Im Westen dominiert das Narrativ der professionellen NGOs. Diese waren ein wichtiger Teil des Aufstands von 2014. Aber sie repräsentierten definitiv nicht dessen gesamte Bandbreite und erst recht nicht die Vielfalt dieses großen Landes. Ihrem Narrativ zufolge handelte es sich um eine demokratische, friedliche Revolution gegen die autoritäre Regierung von Viktor Janukowitsch. Dieser gehört nebenbei bemerkt zu der wahrscheinlich kleinen Zahl von Herrschern in der Geschichte, die gleich zwei mal durch Revolutionen gestürzt wurden.
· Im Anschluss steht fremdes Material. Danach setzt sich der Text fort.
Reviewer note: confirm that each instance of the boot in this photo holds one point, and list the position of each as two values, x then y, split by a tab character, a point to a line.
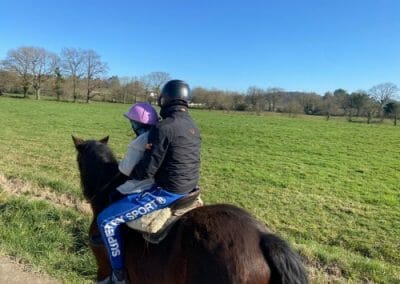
119	277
Die westlichen Medien und Regierungen haben dieses Narrativ der professionellen NGOs aufgegriffen – zum Teil weil es das besagte, was sie hören wollten. Auch haben westliche Politikerinnen und Politiker die Maidan-Revolution offen unterstützt. Zur selben Zeit, als in Griechenland EU-Flaggen verbrannt wurden, schwenkten die Menschen in der Ukraine eben diese Fahnen – für die EU war das damals inspirierend.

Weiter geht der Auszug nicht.